A few markets like the UK and even Canadian provinces are opening up chef categories for work and immigration. “Bakers as a category opened up a few years ago in Canada, and there has been an exodus of bakery professionals there from India. They are employed not just in Indian restaurants but all sorts of restaurants since baking is strictly dependent on recipes,” Singh says.

The Gulf on the radar
An attractive destination in the post Covid world is the Middle East. With luxurious Indian restaurants coming up in Dubai, Abu Dhabi, Doha and so on, and better working conditions for foreign hires (employers no longer hold on to passports, and job changes have become easier), the Gulf is set to attract more top level, skilled, and semi skilled staff. An added advantage: there are no English proficiency tests that need to be passed.

An interesting category of temporary work force that has emerged is Indian students — many from well-to-do homes, not necessarily studying hospitality in international universities. Recruiters say that many of them take up short term cooking courses at home so that once they go abroad, they can fend for themselves and find employment during their permitted work hours.

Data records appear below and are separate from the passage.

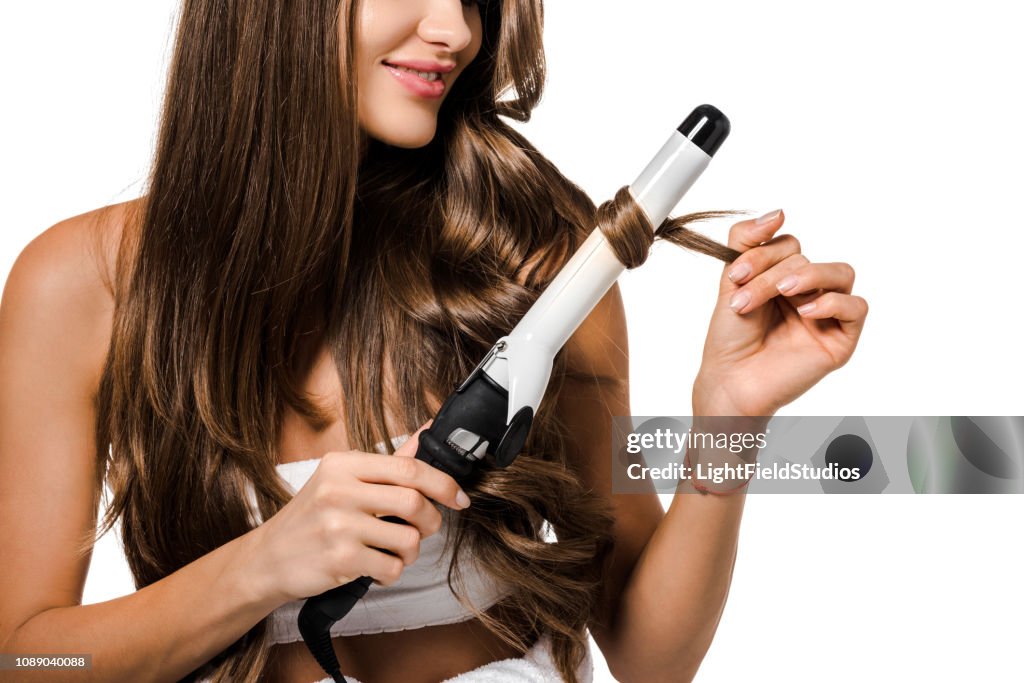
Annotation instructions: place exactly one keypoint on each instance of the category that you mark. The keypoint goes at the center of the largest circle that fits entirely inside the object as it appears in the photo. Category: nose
(444, 24)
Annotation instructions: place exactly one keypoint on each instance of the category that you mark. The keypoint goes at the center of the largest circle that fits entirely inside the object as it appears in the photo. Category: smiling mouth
(428, 76)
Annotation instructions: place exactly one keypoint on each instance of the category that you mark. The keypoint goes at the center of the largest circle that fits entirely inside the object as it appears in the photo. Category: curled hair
(271, 228)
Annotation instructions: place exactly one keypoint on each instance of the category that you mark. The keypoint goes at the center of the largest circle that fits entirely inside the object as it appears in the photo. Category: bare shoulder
(55, 321)
(57, 298)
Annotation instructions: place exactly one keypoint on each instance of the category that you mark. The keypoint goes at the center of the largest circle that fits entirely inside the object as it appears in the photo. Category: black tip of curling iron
(707, 128)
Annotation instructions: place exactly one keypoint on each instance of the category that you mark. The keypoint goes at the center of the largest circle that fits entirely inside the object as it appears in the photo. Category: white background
(891, 134)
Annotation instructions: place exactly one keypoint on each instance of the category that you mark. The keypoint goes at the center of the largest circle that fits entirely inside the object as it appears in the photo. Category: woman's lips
(417, 85)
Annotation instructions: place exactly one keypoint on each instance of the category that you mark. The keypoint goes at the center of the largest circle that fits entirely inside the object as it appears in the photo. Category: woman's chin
(407, 137)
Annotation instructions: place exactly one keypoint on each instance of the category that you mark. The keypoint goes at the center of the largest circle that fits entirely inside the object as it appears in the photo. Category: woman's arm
(54, 332)
(670, 572)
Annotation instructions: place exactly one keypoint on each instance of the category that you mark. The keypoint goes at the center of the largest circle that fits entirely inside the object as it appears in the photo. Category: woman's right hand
(329, 534)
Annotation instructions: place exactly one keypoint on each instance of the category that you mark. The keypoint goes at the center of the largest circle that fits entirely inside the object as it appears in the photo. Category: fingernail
(786, 283)
(739, 300)
(739, 271)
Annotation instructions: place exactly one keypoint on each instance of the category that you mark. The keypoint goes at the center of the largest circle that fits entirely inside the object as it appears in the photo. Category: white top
(421, 596)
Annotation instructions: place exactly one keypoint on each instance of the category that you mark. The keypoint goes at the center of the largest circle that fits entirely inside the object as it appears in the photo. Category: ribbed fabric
(535, 667)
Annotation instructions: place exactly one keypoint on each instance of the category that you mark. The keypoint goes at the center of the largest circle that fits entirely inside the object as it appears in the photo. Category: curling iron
(488, 417)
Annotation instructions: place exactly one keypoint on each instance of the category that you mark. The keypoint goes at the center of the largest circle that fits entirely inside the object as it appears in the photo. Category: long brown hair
(270, 227)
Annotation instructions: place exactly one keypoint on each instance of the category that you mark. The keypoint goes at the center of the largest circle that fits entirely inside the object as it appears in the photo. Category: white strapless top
(421, 597)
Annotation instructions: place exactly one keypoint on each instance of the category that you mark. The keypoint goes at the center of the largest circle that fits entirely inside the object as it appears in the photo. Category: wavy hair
(271, 228)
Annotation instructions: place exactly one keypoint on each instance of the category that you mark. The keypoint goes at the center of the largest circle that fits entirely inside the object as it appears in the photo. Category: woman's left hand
(766, 346)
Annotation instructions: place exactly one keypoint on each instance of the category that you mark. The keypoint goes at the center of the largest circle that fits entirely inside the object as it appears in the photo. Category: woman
(316, 261)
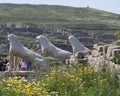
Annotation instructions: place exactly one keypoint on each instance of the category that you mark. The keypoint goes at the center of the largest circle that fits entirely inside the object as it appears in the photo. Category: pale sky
(106, 5)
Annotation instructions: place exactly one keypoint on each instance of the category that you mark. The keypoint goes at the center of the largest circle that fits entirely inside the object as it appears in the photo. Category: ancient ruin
(48, 49)
(17, 51)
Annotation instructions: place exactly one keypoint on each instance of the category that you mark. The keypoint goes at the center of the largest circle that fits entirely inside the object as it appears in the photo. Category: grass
(75, 80)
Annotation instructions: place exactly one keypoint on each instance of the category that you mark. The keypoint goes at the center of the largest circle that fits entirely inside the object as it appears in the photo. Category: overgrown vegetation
(75, 80)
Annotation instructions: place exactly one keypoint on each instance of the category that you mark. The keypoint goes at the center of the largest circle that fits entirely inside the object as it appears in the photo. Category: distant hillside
(58, 16)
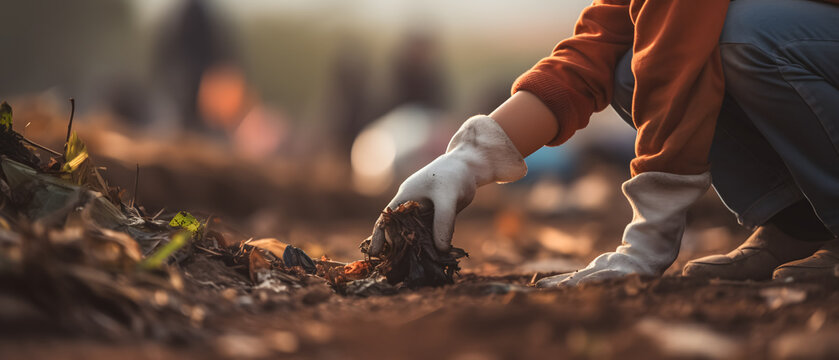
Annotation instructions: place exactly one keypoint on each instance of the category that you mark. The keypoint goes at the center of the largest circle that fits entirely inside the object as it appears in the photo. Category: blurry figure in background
(408, 132)
(190, 45)
(418, 72)
(746, 90)
(350, 98)
(206, 88)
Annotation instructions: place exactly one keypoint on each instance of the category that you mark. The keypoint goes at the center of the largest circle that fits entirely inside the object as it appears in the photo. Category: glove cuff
(490, 154)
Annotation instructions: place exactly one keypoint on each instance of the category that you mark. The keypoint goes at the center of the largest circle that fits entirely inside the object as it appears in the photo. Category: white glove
(479, 153)
(651, 241)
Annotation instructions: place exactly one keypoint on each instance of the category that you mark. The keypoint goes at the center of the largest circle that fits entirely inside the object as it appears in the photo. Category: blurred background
(299, 118)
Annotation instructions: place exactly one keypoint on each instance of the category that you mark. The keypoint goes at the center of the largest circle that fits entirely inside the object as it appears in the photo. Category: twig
(70, 124)
(39, 146)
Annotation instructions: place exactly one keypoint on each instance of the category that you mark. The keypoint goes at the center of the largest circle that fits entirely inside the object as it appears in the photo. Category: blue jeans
(777, 137)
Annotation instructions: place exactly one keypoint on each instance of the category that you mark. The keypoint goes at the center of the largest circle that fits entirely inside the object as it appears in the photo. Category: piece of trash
(777, 297)
(186, 221)
(290, 256)
(688, 340)
(77, 167)
(413, 259)
(157, 259)
(369, 287)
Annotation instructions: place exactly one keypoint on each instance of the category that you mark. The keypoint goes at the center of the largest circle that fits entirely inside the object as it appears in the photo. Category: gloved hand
(651, 241)
(480, 152)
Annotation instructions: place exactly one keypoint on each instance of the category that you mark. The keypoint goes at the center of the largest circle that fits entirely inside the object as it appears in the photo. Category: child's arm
(527, 121)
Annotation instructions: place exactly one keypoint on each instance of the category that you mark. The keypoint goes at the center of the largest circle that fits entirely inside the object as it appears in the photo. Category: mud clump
(410, 256)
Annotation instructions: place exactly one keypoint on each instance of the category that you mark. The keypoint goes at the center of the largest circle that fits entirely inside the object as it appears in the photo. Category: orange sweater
(679, 83)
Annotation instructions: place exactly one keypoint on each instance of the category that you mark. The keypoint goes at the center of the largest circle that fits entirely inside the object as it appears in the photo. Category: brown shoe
(821, 264)
(755, 259)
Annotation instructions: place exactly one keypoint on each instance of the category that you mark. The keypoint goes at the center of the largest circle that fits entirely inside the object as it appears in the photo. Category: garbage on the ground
(74, 249)
(411, 256)
(777, 297)
(686, 340)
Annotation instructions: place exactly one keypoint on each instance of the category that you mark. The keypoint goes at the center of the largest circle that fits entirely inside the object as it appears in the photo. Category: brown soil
(490, 312)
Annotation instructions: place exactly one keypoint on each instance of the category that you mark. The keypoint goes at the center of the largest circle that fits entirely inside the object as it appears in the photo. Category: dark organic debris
(412, 257)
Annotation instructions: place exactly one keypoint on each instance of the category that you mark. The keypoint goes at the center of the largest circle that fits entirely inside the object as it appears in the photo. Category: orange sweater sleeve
(679, 82)
(577, 78)
(679, 85)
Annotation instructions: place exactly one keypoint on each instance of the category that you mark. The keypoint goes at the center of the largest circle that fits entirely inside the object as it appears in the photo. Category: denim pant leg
(781, 64)
(748, 175)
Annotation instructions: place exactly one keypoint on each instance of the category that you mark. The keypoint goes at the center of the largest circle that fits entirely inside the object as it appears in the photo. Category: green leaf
(158, 258)
(186, 221)
(5, 116)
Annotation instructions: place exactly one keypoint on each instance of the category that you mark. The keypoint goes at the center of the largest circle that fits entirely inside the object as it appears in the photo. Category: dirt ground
(490, 312)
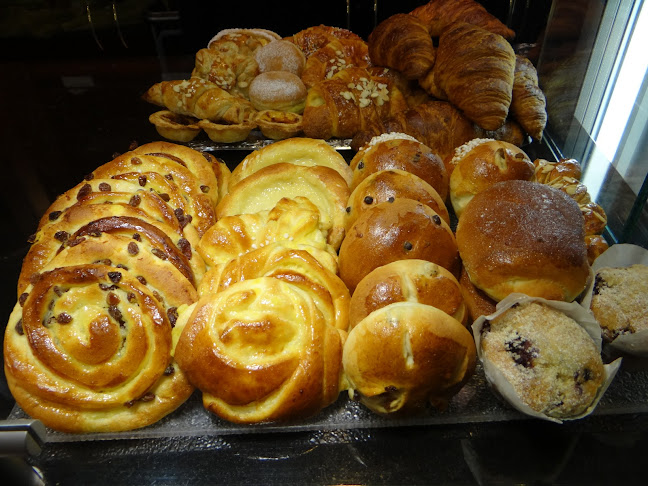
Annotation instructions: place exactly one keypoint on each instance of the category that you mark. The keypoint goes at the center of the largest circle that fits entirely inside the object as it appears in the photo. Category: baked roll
(408, 281)
(399, 230)
(261, 191)
(405, 355)
(88, 349)
(402, 42)
(260, 351)
(525, 237)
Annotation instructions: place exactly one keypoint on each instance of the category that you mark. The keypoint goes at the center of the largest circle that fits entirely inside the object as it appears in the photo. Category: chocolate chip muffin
(551, 362)
(619, 300)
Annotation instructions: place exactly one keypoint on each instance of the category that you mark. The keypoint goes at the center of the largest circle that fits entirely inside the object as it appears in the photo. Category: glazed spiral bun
(387, 185)
(280, 55)
(480, 164)
(260, 351)
(408, 281)
(526, 237)
(399, 230)
(278, 90)
(405, 355)
(261, 191)
(393, 151)
(88, 349)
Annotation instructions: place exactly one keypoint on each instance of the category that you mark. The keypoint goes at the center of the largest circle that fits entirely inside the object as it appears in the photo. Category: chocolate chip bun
(405, 355)
(526, 237)
(408, 281)
(551, 362)
(399, 230)
(481, 163)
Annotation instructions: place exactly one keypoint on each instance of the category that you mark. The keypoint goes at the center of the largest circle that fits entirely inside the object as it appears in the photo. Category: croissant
(354, 99)
(475, 70)
(438, 14)
(201, 99)
(402, 42)
(528, 103)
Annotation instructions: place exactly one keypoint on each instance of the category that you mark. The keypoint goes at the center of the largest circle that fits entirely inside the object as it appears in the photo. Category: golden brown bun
(521, 236)
(439, 14)
(398, 230)
(387, 185)
(298, 151)
(404, 154)
(88, 349)
(278, 90)
(478, 303)
(284, 365)
(294, 266)
(408, 281)
(402, 42)
(280, 55)
(482, 163)
(261, 191)
(404, 355)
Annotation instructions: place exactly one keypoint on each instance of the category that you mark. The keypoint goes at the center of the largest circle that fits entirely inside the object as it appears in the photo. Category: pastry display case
(76, 79)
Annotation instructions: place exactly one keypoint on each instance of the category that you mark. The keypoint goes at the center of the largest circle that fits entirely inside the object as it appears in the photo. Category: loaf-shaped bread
(408, 281)
(398, 230)
(526, 237)
(260, 351)
(402, 42)
(405, 355)
(261, 191)
(481, 163)
(387, 185)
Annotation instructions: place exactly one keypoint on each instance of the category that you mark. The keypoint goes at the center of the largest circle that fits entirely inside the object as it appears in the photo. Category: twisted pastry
(294, 223)
(200, 99)
(193, 202)
(294, 266)
(260, 351)
(88, 349)
(402, 42)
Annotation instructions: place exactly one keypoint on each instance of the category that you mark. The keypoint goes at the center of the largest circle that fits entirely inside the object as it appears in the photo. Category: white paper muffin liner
(501, 385)
(617, 256)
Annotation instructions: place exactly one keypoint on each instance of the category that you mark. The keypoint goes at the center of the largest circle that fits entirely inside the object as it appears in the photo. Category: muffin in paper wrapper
(501, 386)
(617, 256)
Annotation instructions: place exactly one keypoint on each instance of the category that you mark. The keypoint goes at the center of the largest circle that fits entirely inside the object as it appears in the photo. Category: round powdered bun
(551, 362)
(405, 355)
(526, 237)
(387, 185)
(408, 281)
(619, 300)
(278, 90)
(263, 189)
(404, 154)
(399, 230)
(280, 55)
(308, 152)
(482, 166)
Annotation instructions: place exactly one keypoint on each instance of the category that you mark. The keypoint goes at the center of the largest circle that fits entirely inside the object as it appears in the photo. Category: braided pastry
(88, 349)
(294, 266)
(260, 351)
(294, 223)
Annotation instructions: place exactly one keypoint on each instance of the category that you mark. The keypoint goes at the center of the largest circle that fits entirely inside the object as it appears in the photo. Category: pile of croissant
(444, 73)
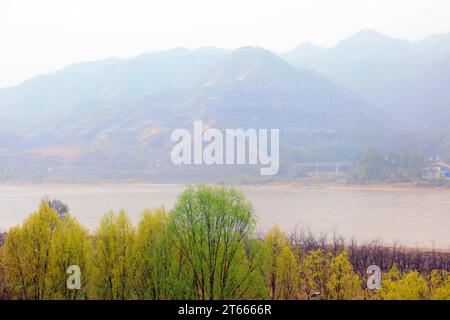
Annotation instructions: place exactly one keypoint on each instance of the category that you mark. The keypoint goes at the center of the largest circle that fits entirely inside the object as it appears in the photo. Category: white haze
(41, 36)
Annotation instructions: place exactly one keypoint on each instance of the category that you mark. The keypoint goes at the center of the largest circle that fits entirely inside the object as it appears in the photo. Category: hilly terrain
(112, 119)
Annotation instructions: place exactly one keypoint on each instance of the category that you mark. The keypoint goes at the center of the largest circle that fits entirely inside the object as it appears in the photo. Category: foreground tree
(153, 257)
(282, 269)
(411, 286)
(112, 261)
(71, 246)
(343, 283)
(27, 254)
(212, 228)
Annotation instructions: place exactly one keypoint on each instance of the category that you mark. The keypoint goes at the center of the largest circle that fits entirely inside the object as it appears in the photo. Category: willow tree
(281, 267)
(26, 255)
(112, 258)
(153, 257)
(71, 246)
(343, 283)
(212, 227)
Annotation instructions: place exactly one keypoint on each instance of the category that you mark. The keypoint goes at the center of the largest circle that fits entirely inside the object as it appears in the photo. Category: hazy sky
(44, 35)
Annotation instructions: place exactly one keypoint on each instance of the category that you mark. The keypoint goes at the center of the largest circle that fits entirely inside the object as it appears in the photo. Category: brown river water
(411, 217)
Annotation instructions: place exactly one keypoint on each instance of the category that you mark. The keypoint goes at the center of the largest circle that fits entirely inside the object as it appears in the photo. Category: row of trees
(205, 248)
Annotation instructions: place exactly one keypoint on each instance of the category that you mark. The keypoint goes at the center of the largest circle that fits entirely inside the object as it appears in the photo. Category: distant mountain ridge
(112, 119)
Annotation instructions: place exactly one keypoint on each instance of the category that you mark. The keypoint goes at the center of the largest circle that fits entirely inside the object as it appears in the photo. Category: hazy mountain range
(112, 119)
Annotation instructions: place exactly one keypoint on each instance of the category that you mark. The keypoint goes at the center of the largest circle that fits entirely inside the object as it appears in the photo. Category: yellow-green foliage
(343, 283)
(282, 271)
(113, 244)
(205, 248)
(411, 286)
(37, 253)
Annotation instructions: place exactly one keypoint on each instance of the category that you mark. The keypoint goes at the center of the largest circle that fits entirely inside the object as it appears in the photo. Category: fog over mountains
(112, 119)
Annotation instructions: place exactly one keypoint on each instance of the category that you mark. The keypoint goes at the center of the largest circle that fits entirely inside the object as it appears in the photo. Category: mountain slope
(374, 66)
(88, 87)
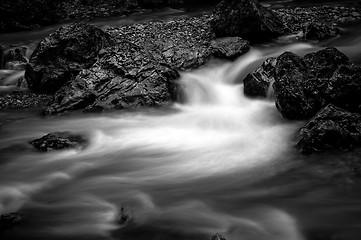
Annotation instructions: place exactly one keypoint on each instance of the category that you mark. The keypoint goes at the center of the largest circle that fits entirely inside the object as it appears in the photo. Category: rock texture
(246, 19)
(319, 31)
(302, 86)
(126, 76)
(229, 47)
(63, 54)
(59, 140)
(258, 83)
(13, 58)
(331, 128)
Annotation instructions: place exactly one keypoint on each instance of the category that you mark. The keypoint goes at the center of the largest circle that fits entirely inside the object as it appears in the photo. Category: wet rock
(319, 31)
(22, 100)
(14, 58)
(290, 77)
(62, 55)
(127, 76)
(182, 43)
(229, 47)
(257, 84)
(297, 18)
(303, 86)
(331, 128)
(246, 19)
(59, 140)
(9, 220)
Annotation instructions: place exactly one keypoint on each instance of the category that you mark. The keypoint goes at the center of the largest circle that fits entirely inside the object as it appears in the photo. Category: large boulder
(229, 47)
(126, 76)
(247, 19)
(319, 31)
(62, 55)
(58, 141)
(331, 128)
(258, 83)
(302, 86)
(14, 58)
(289, 90)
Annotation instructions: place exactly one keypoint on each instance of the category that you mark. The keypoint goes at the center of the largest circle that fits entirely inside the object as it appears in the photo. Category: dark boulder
(331, 128)
(258, 83)
(303, 86)
(247, 19)
(126, 76)
(319, 31)
(62, 55)
(9, 220)
(229, 47)
(290, 98)
(14, 58)
(59, 140)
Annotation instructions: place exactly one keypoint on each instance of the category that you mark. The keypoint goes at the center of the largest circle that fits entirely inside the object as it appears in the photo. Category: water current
(220, 162)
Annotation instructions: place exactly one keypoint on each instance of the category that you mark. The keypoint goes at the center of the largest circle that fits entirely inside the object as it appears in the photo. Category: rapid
(217, 163)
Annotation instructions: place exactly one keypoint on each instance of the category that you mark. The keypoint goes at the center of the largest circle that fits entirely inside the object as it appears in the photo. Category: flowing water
(220, 162)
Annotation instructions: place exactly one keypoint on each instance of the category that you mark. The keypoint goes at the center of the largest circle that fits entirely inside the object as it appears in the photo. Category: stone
(62, 55)
(319, 31)
(14, 58)
(290, 77)
(58, 141)
(126, 76)
(332, 128)
(247, 19)
(303, 86)
(229, 47)
(258, 83)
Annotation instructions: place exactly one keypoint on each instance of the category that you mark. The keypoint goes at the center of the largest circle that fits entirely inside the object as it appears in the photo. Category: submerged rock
(302, 86)
(62, 55)
(126, 76)
(258, 83)
(319, 31)
(59, 140)
(331, 128)
(247, 19)
(9, 220)
(229, 47)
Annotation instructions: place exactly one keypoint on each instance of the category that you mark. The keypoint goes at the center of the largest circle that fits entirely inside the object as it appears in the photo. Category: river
(220, 162)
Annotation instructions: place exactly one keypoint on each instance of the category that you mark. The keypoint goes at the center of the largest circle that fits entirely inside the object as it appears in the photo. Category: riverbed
(217, 163)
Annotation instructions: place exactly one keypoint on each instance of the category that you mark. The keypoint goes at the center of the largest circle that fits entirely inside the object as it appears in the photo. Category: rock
(246, 19)
(229, 47)
(14, 58)
(127, 76)
(62, 55)
(125, 216)
(303, 86)
(257, 84)
(59, 140)
(319, 31)
(9, 220)
(331, 128)
(182, 43)
(217, 236)
(290, 79)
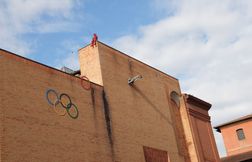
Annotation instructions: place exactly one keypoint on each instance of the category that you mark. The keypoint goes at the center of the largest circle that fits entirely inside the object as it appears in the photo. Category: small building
(237, 136)
(114, 109)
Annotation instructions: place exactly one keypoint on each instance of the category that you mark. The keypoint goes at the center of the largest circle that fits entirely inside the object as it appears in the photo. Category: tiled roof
(246, 157)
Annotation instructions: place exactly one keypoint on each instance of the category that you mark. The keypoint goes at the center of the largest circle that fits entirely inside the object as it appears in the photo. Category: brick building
(237, 136)
(114, 109)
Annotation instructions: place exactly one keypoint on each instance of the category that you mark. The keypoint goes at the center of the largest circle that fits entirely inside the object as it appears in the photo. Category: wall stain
(93, 96)
(107, 117)
(108, 123)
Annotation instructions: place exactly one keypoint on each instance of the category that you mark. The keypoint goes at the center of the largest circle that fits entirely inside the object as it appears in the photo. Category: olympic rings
(61, 98)
(85, 83)
(75, 110)
(64, 101)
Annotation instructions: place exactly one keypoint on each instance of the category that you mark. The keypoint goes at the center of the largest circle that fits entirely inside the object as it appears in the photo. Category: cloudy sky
(206, 44)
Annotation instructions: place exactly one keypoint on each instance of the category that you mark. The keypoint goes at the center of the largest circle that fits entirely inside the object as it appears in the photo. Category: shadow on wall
(150, 103)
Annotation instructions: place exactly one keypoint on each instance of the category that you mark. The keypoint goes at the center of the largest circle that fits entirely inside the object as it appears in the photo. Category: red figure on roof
(94, 40)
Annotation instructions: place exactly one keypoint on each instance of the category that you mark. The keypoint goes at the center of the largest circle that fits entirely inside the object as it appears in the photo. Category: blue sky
(206, 44)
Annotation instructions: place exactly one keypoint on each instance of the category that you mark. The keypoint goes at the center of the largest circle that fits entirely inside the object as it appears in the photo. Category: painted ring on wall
(74, 109)
(59, 111)
(85, 83)
(65, 100)
(54, 93)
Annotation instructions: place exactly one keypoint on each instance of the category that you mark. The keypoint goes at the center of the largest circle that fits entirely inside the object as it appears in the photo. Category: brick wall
(31, 131)
(139, 115)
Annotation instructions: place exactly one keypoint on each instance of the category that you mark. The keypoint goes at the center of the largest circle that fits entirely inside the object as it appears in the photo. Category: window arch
(240, 134)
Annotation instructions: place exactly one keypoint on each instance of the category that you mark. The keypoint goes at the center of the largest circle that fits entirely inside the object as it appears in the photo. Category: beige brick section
(90, 64)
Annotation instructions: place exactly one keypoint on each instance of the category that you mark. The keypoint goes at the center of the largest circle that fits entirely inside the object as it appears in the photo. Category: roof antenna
(133, 79)
(94, 40)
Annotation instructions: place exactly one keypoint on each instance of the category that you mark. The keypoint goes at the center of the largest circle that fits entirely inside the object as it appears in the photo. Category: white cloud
(19, 17)
(207, 45)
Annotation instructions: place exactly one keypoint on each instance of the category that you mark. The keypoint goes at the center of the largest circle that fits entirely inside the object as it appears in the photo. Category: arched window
(240, 134)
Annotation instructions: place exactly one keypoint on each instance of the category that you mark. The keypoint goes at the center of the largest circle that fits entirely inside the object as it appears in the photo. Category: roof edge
(43, 65)
(247, 117)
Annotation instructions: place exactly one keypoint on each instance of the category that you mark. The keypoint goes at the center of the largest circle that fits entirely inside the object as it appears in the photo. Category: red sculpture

“In the US, Indian restaurateurs must know how to work with temporary staff,” says Vipul Gupta of Mogul Catering, North America’s biggest and oldest Indian food company. Gupta, in the process of setting up a restaurant in New Jersey, routinely uses students and part-time workers for his extensive catering and plans to use them at the restaurant too. “In India, hiring is pretty straightforward, but in the US, the system is different. Many people in this industry work part-time, so shifts have to factor that in, and you must have your staff strength accordingly,” adds the veteran chef who worked with ITC hotels and Hyatt in earlier stints. Well-known for his traditional cuisine, he contends that anyone can be taught how to cook high-quality Indian food. “My Mexican chef makes softer idlis than any chef in Delhi!” he concludes.